O Federal Reserve americano manteve a política gradualista de normalização monetária, mesmo com a iminência de um estímulo fiscal baseado em corte de impostos para empresas e pessoas físicas, prestes a ser finalizado pelo Congresso. Seria reconfortante se a direção do banco continuasse nas mãos de Janet Yellen, que se despediu ontem das entrevistas explicativas das decisões do Fed. Mas ela deixará em fevereiro o cargo, que agora é do advogado Jerome Powell.
Yellen já é o passado para o mercado financeiro, mas os investidores estiveram atentos às avaliações da mulher que dirige o BC mais poderoso do mundo sobre os possíveis efeitos dos estímulos fiscais de Trump e a resposta correspondente da política monetária. Yellen disse o principal: o Fomc não mudou seu curso. A mediana das taxas de juros projetadas pelo membros do comitê se manteve. O corte de impostos vai aumentar o consumo das famílias, que vem crescendo em ritmo moderado, e também do investimento, que acelerou seu ritmo nos últimos trimestres. Mas o efeito final é incerto, em primeiro lugar, e aparentemente não muito relevante. A consequência imediata do pacote fiscal de Trump aparece nas projeções para o PIB do ano que vem, que subiram 0,4 ponto, para 2,5%, ante os 2,1% da última avaliação (setembro) e no aperto adicional no mercado de trabalho, com a redução da projeção da taxa de desemprego de 4,1% para 3,9% em 2018.

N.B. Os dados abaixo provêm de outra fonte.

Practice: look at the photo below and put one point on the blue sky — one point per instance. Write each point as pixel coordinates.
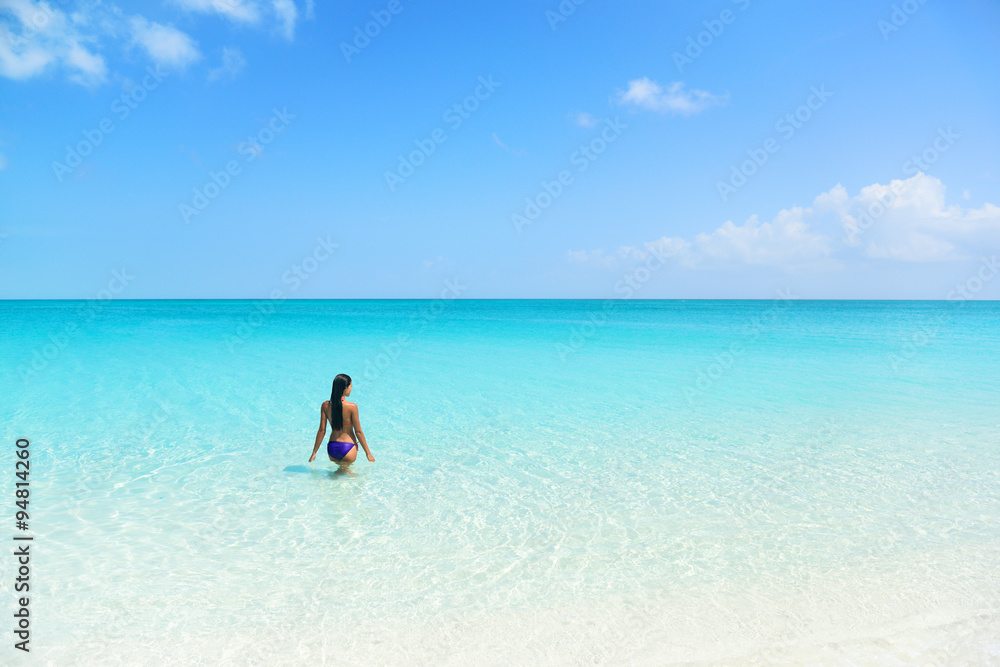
(352, 175)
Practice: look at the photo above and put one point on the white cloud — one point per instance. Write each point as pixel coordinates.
(285, 12)
(786, 240)
(909, 219)
(647, 94)
(240, 11)
(287, 15)
(36, 35)
(232, 64)
(165, 44)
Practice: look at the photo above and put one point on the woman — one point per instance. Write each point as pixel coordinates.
(344, 423)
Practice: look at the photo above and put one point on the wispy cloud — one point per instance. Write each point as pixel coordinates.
(287, 14)
(164, 44)
(240, 11)
(232, 64)
(905, 220)
(648, 95)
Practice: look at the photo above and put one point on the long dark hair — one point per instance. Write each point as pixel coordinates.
(340, 385)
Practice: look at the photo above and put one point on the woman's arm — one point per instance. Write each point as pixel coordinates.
(359, 434)
(320, 433)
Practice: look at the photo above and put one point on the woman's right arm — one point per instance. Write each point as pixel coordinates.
(359, 434)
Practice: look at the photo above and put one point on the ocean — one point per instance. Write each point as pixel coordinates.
(555, 482)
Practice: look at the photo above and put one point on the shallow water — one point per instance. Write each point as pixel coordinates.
(725, 482)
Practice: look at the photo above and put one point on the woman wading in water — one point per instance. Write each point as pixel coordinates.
(344, 424)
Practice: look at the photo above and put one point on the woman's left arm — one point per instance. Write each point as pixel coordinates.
(319, 434)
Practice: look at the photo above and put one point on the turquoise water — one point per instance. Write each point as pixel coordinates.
(723, 482)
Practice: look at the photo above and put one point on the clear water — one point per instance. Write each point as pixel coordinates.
(724, 482)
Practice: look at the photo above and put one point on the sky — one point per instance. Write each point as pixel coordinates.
(267, 149)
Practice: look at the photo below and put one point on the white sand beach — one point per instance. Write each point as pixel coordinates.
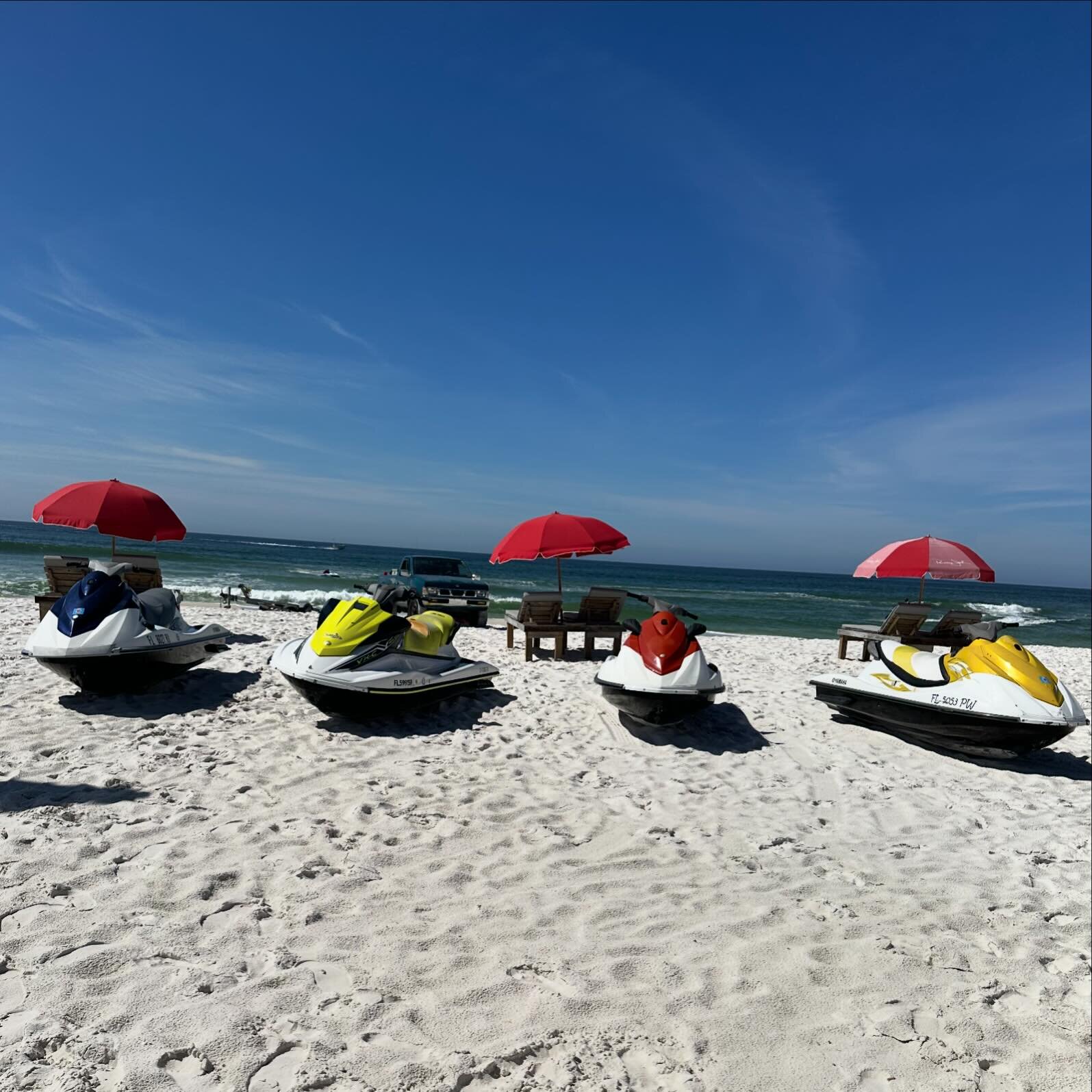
(205, 888)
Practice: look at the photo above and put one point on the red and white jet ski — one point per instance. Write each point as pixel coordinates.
(660, 676)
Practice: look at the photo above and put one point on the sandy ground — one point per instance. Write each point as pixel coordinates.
(212, 887)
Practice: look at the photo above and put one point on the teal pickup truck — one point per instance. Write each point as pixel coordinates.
(444, 583)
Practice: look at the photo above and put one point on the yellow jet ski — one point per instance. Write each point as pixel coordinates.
(364, 660)
(989, 697)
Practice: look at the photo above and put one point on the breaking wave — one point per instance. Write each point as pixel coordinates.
(1011, 613)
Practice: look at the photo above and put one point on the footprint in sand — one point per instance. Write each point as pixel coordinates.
(875, 1080)
(279, 1074)
(189, 1069)
(329, 978)
(20, 919)
(542, 976)
(12, 1024)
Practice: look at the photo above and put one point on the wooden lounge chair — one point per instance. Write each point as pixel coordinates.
(539, 616)
(946, 631)
(598, 616)
(145, 571)
(903, 622)
(62, 572)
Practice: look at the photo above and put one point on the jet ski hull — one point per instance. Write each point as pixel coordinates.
(363, 706)
(969, 733)
(130, 672)
(657, 709)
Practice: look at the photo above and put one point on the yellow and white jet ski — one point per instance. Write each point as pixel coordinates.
(991, 697)
(366, 661)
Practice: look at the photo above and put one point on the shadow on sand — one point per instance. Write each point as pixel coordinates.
(455, 714)
(1045, 763)
(722, 728)
(202, 688)
(18, 795)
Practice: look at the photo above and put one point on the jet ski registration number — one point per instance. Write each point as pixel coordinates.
(943, 699)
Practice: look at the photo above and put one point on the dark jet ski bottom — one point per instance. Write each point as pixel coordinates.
(657, 710)
(969, 733)
(130, 672)
(361, 706)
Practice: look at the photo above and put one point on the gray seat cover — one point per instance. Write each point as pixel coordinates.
(159, 607)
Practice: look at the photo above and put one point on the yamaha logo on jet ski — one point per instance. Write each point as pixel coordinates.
(660, 676)
(989, 696)
(106, 638)
(365, 660)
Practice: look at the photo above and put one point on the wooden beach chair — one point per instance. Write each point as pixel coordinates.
(145, 571)
(539, 616)
(904, 620)
(62, 572)
(947, 631)
(598, 616)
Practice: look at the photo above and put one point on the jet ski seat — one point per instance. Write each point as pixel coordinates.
(159, 607)
(912, 665)
(108, 568)
(439, 627)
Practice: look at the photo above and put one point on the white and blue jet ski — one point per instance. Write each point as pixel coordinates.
(106, 638)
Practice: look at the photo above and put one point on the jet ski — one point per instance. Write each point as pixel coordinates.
(365, 660)
(106, 638)
(989, 697)
(660, 675)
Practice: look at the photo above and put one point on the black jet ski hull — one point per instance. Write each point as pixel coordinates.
(129, 673)
(657, 710)
(363, 706)
(967, 733)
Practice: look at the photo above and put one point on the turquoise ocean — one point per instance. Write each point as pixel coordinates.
(739, 601)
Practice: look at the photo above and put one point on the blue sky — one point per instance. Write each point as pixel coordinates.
(761, 285)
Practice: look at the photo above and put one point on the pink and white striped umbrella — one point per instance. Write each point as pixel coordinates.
(938, 558)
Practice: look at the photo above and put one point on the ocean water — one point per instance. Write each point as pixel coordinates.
(739, 601)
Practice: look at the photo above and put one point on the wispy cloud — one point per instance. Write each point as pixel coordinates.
(337, 328)
(237, 462)
(73, 292)
(744, 194)
(286, 439)
(1024, 439)
(18, 320)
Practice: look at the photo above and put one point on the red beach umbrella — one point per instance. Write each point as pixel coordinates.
(115, 508)
(938, 558)
(558, 535)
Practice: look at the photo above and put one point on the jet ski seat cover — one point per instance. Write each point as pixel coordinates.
(439, 633)
(110, 568)
(160, 607)
(912, 665)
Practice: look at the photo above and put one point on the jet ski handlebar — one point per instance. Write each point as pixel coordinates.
(661, 605)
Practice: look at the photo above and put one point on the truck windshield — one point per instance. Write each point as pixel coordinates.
(440, 567)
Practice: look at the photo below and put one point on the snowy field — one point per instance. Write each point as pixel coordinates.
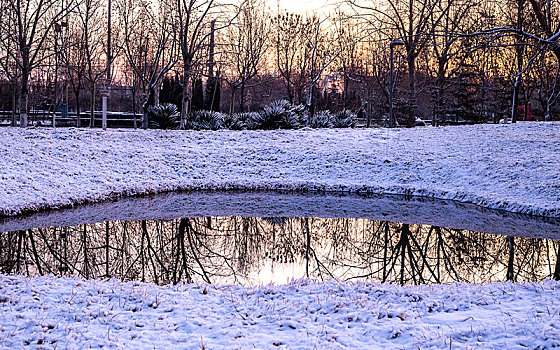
(512, 167)
(47, 312)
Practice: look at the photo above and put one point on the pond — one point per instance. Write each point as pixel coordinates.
(257, 238)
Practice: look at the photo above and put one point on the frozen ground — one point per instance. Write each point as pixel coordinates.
(70, 313)
(512, 167)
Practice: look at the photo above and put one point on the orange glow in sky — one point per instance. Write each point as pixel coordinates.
(300, 5)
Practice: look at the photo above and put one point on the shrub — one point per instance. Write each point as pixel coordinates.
(321, 119)
(279, 115)
(249, 119)
(235, 122)
(206, 120)
(164, 116)
(344, 119)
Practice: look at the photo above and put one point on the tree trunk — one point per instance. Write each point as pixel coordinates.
(23, 100)
(78, 108)
(186, 100)
(242, 97)
(411, 117)
(14, 105)
(92, 115)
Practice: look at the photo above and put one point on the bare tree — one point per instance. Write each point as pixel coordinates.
(149, 46)
(192, 23)
(32, 21)
(247, 42)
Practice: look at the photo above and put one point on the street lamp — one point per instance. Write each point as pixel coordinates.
(393, 43)
(105, 93)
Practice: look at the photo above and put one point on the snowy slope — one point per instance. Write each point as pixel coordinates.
(72, 313)
(512, 167)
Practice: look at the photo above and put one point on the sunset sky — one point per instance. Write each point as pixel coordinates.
(299, 5)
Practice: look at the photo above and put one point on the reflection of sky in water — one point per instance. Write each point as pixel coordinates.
(256, 251)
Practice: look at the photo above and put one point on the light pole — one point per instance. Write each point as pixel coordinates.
(393, 43)
(105, 93)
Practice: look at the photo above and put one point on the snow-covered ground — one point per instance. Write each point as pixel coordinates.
(512, 167)
(47, 312)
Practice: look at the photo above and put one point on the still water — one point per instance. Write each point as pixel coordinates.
(260, 250)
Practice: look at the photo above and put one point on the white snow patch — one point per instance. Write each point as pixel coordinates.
(513, 167)
(73, 313)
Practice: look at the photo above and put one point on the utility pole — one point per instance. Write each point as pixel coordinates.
(106, 92)
(391, 84)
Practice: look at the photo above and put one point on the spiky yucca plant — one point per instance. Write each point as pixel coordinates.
(206, 120)
(164, 116)
(344, 119)
(321, 119)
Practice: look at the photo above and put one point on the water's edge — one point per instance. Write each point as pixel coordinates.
(397, 208)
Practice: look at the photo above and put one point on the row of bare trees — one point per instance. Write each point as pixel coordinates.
(457, 56)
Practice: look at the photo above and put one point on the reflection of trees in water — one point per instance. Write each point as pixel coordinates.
(231, 249)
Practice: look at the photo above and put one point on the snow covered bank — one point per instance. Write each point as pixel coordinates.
(72, 313)
(510, 167)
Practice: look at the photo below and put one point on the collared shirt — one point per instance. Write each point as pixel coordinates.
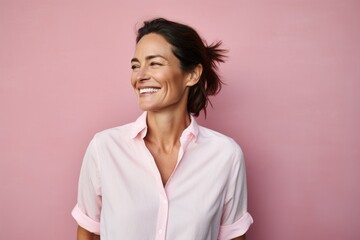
(121, 194)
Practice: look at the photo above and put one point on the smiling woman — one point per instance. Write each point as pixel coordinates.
(164, 176)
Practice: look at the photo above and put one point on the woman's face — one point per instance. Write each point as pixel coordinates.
(157, 79)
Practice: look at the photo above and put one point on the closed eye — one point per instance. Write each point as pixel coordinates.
(134, 66)
(155, 64)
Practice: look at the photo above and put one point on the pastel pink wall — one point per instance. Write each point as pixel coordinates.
(292, 101)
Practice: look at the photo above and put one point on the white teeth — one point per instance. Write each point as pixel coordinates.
(148, 90)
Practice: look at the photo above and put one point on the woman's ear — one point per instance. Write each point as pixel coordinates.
(194, 76)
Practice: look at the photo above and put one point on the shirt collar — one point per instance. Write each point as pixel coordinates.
(139, 128)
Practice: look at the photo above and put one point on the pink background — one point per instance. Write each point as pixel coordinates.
(292, 102)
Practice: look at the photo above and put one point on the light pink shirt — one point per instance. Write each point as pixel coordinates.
(121, 195)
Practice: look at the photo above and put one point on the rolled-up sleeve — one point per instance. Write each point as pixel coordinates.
(235, 218)
(88, 208)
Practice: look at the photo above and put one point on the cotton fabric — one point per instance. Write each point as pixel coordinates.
(121, 195)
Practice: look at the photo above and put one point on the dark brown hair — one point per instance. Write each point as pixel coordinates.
(191, 50)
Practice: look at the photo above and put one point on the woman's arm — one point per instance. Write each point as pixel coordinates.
(83, 234)
(243, 237)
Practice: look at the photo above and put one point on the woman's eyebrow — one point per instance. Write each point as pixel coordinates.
(148, 58)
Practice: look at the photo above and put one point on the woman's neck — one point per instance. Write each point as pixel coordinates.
(165, 129)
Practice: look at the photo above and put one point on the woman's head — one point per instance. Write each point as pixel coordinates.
(191, 51)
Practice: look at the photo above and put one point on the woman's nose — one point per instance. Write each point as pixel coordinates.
(142, 74)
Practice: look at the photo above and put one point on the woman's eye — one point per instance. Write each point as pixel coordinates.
(155, 64)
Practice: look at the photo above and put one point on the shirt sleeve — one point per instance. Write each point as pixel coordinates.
(235, 218)
(88, 208)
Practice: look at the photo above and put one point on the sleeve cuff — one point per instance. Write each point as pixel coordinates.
(236, 229)
(84, 221)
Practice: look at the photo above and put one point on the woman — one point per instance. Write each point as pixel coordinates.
(163, 176)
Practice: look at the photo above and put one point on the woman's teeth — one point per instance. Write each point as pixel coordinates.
(148, 90)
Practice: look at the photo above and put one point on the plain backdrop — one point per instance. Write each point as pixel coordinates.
(291, 100)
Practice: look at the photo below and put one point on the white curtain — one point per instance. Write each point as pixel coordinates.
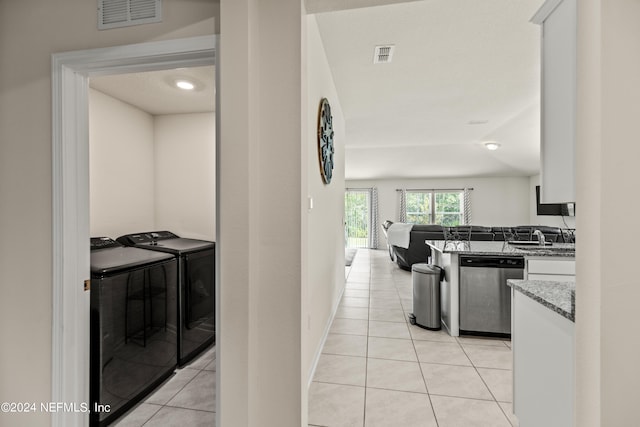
(467, 206)
(403, 206)
(373, 218)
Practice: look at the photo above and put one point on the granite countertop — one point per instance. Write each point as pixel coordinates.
(502, 248)
(557, 296)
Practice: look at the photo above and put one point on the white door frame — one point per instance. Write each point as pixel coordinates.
(70, 152)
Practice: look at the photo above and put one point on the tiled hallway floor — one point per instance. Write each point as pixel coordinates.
(378, 370)
(186, 399)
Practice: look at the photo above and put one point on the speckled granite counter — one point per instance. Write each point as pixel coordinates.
(502, 248)
(557, 296)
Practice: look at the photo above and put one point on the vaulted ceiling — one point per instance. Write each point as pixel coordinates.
(463, 72)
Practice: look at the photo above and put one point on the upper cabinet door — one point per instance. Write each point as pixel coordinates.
(558, 115)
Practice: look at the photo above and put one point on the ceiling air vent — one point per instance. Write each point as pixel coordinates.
(125, 13)
(383, 54)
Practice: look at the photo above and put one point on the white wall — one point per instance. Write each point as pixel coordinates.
(499, 201)
(325, 229)
(607, 153)
(262, 170)
(150, 172)
(550, 220)
(185, 174)
(29, 33)
(121, 145)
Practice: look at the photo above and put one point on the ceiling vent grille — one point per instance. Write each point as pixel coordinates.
(125, 13)
(383, 54)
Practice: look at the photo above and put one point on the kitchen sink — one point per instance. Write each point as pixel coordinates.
(529, 243)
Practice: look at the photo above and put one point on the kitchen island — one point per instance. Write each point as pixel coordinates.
(549, 262)
(543, 343)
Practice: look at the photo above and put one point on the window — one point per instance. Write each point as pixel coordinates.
(435, 207)
(357, 218)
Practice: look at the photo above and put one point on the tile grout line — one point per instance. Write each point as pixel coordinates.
(487, 385)
(424, 380)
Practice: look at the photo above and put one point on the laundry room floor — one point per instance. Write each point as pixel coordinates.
(186, 399)
(376, 369)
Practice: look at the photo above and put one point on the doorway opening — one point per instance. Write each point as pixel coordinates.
(361, 217)
(71, 72)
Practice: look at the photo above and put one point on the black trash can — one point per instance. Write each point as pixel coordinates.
(426, 296)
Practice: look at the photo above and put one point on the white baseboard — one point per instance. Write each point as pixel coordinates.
(316, 358)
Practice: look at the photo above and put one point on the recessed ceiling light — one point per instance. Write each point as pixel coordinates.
(491, 145)
(185, 85)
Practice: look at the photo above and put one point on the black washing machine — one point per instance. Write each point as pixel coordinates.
(196, 289)
(133, 326)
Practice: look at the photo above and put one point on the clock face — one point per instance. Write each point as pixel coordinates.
(325, 141)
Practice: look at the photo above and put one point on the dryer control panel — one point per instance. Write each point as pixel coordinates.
(145, 238)
(103, 243)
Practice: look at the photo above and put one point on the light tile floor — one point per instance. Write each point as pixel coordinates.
(186, 399)
(376, 369)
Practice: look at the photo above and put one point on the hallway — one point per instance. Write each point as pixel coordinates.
(378, 370)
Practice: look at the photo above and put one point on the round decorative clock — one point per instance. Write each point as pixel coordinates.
(325, 141)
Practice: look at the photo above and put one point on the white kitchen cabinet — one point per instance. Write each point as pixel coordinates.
(549, 268)
(543, 364)
(558, 115)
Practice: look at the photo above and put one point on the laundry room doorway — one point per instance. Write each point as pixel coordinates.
(71, 74)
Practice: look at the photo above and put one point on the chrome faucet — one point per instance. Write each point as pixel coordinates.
(540, 237)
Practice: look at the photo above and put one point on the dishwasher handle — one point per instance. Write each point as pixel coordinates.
(492, 262)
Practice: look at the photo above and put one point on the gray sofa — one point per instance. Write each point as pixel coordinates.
(419, 251)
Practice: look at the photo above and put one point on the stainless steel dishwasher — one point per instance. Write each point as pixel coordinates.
(485, 298)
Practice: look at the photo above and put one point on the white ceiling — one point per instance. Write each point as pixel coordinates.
(455, 62)
(155, 91)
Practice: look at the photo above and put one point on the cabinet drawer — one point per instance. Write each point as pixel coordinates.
(551, 266)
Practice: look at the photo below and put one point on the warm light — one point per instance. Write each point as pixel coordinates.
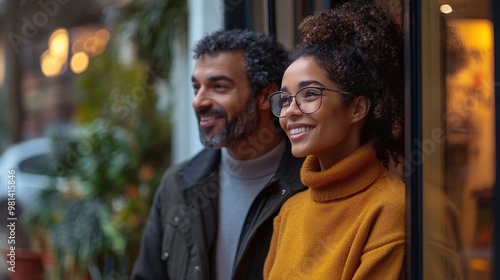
(59, 43)
(77, 45)
(79, 62)
(445, 9)
(50, 65)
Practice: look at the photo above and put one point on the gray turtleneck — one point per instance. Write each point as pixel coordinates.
(240, 183)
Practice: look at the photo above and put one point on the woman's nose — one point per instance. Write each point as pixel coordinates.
(293, 110)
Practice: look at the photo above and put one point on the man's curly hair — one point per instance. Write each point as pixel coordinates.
(265, 58)
(360, 45)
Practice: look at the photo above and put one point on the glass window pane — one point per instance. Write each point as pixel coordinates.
(458, 140)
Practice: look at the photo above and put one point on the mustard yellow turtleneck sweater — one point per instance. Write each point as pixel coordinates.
(349, 224)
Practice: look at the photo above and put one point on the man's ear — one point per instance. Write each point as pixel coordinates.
(361, 106)
(264, 94)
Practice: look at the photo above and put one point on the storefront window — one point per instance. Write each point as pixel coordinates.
(458, 139)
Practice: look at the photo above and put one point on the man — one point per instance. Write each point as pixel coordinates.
(212, 217)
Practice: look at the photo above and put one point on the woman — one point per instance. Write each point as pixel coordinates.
(341, 105)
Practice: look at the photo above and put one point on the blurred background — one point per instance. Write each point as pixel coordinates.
(86, 125)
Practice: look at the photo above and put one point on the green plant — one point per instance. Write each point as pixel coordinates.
(111, 167)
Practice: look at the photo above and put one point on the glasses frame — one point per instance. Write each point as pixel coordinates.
(321, 89)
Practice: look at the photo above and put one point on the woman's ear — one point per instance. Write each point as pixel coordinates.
(264, 94)
(361, 106)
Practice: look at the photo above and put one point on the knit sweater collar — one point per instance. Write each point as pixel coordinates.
(351, 175)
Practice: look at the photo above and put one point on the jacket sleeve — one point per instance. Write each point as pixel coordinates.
(149, 264)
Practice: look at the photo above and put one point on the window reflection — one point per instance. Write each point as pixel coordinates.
(469, 157)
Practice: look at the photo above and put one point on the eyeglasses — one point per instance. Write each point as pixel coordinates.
(308, 99)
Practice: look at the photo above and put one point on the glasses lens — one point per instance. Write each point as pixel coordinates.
(279, 102)
(309, 99)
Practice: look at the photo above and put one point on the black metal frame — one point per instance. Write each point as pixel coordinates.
(413, 136)
(238, 14)
(495, 263)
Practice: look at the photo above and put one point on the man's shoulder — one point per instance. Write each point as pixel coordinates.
(192, 170)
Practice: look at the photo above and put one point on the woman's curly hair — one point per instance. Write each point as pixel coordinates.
(360, 45)
(265, 58)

Ainda assim, o ritmo de evolução da taxa de juros não se modificou e permanece contido por uma inflação que resiste teimosamente a subir. A mediana das projeções aponta para três aumentos dos juros em 2018, o mesmo ritmo de 2017. O juro de longo prazo foi estimado em 2,8%. Há duas conclusões, segundo Yellen. O juro estrutural da economia americana caiu de nível - há pouco mais de um ano foi estimado perto de 3,5% - e os fed funds estão abaixo disso, o que significa que não precisarão subir muito - e o farão gradualmente, se a inflação se mantiver letárgica.
O cenário gradualista pintado por Yellen é o majoritário do Fed - a economia está crescendo um pouco acima de seu potencial (rebaixado para 1,8%) e o desemprego está abaixo do que deveria estar, nas vizinhanças do pleno emprego. Em algum momento, a inflação terá de aumentar e, por isso, o banco voltou a elevar os juros, ainda que as variáveis essenciais não tenham se alterado. Ainda assim, dois membros do Fomc, o veterano Charles Evans, do Fed de Chicago, e Neel Kashkari, votaram pela manutenção da taxa, por considerarem os riscos de uma inflação perigosamente baixa.
Uma das maiores especialistas em mercado de trabalho, Yellen mais uma vez mostrou modéstia diante do mistério de uma inflação medrosa e insubmissa, mas previu que os salários em algum momento voltarão a pressioná-la. Medidas indiretas indicam aperto e, com a demografia apontando para baixo - o número de ingressantes diminui- a simples manutenção da taxa de participação (relação entre pessoas que trabalham e as que estão aptas a trabalhar) mostra vigor na economia.
Jerome Powell, indicado por Trump para comandar o Fed, votou com a maioria pelo aumento do juro e concordou com esse diagnóstico, como vem fazendo há algum tempo. A partir de fevereiro, terá de harmonizar uma equipe ainda desconhecida. Trump deverá nomear 6 dos 7 membros da direção do Fed, uma vacância inédita na história do banco (Gavyn Davies, FT). Até agora pelo menos ele não agiu em relação ao Fed com a mesma irresponsabilidade que agiu em tudo que esteve ao seu alcance.
Ainda assim, o jogo é outro - e cheio de incertezas. Os mestres do afrouxamento quantitativo, que ocuparam a linha de frente no combate à Grande Recessão, não estão mais no banco. A troca de Yellen, sem motivos, é uma troca de guarda - só o veterano Evans permanece nos órgãos diretivos. Economistas experientes deixam a cena, distante da normalidade e repleta de desafios. O papel de maestro cabe a Powell e sua orquestra não tocou junta ainda. Marvin Goodfriend, outro indicado por Trump, tem sólidas credenciais, mas é pouco amigo do gradualismo e, se dependesse dele, os juros já estariam alguns degraus acima dos de hoje. As próximas nomeações podem levar à afinação ou ao caos. Ousadia com previsibilidade, quase uma impossibilidade lógica, foi a receita de Bernanke, seguida por Yellen. O Fed, sob Trump, pode naufragar ao atolar em um desses polos.